The simplest way to add immutability is to freeze objects as they are initialized:

class Node
      def initialize(name, &block)
        @name = name.freeze
        @children = [].freeze

        instance_eval(&block) if block
      end

      attr_reader :children, :name

      def node(name, &block)
        children << Node.new(name, &block).freeze
        self
      end
    end

This, of course, breaks everything. Our code relies upon the fact that the children array may be mutated. Instead of doing the mutation, we'll see this:

RuntimeError: can't modify frozen Array

Now what?

If we can't alter the collection, we're left at creating an entirely new one.

One thing we could do is change the constructor to accept a collection of children when the Node is initialized. Instead of altering the children, we'd use a constructor like this Node.new(name, chlidren). Here's what that looks like:

class Node
      def initialize(name, children=[], &block)
        @name = name.freeze
        @children = children.freeze

        instance_eval(&block) if block
      end
      # ... omitted code

    end

That still doesn't allow us to change anything until we also change the way our node method works (since it is responsible for handling changes to the children).

If the node method created a new Node instead of altering the children, that would get us what we want. Let's break it down.
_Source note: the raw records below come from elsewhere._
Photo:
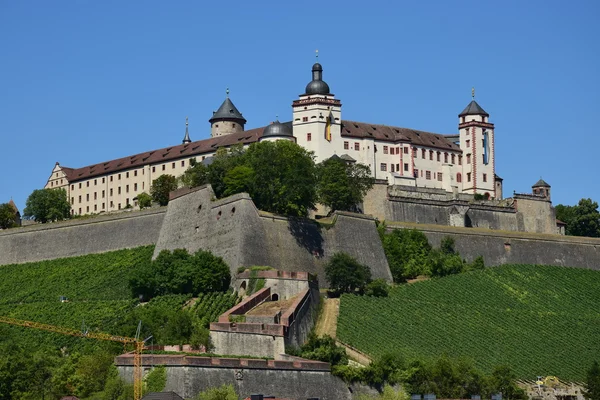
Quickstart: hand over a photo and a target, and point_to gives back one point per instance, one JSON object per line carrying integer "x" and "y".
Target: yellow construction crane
{"x": 137, "y": 354}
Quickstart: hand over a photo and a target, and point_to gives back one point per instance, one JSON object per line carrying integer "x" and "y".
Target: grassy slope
{"x": 540, "y": 320}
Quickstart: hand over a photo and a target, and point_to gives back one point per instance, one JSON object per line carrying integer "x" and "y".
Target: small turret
{"x": 227, "y": 119}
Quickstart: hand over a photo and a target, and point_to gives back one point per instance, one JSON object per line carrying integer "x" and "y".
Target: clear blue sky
{"x": 88, "y": 81}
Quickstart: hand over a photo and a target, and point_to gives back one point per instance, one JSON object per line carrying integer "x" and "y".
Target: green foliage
{"x": 377, "y": 288}
{"x": 144, "y": 200}
{"x": 179, "y": 272}
{"x": 161, "y": 187}
{"x": 323, "y": 349}
{"x": 47, "y": 205}
{"x": 7, "y": 216}
{"x": 346, "y": 275}
{"x": 156, "y": 379}
{"x": 491, "y": 315}
{"x": 592, "y": 382}
{"x": 582, "y": 219}
{"x": 342, "y": 185}
{"x": 224, "y": 392}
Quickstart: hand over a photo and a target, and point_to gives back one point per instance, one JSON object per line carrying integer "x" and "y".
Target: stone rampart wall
{"x": 80, "y": 236}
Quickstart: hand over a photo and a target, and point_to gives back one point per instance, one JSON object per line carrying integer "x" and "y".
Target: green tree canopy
{"x": 342, "y": 185}
{"x": 46, "y": 205}
{"x": 161, "y": 187}
{"x": 582, "y": 219}
{"x": 7, "y": 216}
{"x": 346, "y": 275}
First, when the node method is called, it needs to create the node to be added to the collection of children:

def node(name, &block)
      new_child = Node.new(name, &block)
      # ... ?
      self
    end

Since we're trying to avoid mutating the state of this object, we don't want to just shove the new node into the collection of children (and we can't because we used freeze on it).

So let's create an entirely new node, with an entirely new collection of children. In order to do that, we need to ensure that for every existing child object, we creat a corresponding new node.

For each command to the object with node, we'll get the representation of what the children should be. So let's build a method to do that:

def next_children
      children.map{|child| Node.new(child.name, child.next_children) }.freeze
    end

When we changed our initializer, that allowed us to set the list of children. Our new next_children method relies on that feature and a recursive call to itself to build the collection of children for that new node with Node.new(child.name, child.next_children).

Looking back at our node method we'll need to break the rules of East-oriented Code. Since we have immutable objects, we'll return a new node instead of self.

def node(name, &block)
      new_child = Node.new(name, &block)
      Node.new(self.name, next_children + [new_child])
    end

But there's still a problem left. Because we need our initialized object to execute a block and the contstructor new might actually need to return a different object than the one originally created. The call to node inside the block changes the return value from the instance that new creates, to the instance that node creates.

Controlling the constructor

To better handle our immutable objects and the return values from the methods we created, we can alter the way the new method works on our Node class.

Instead of handling a block in the initialize method, we can move it to new.

Here's the new new method:

def self.new(*args, &block)
      instance = super.freeze
      if block
        instance.instance_eval(&block)
      else
        instance
      end
    end

The first step is to call super to get an instance the way Ruby normally creates them (as defined in the super class of Node). Then we freeze it.

If we haven't provided a block to the new method, we'll want to return the instance we just created. If we have provided a block, we'll need to evaluate that block in the context of the instance we just created and return it's result.

This means that the block can use the node method and whatever is returned by it.

We need to alter the new method this way because we're not always just returning the instance it creates. Since our objects are frozen, we can't allow the block to alter their states.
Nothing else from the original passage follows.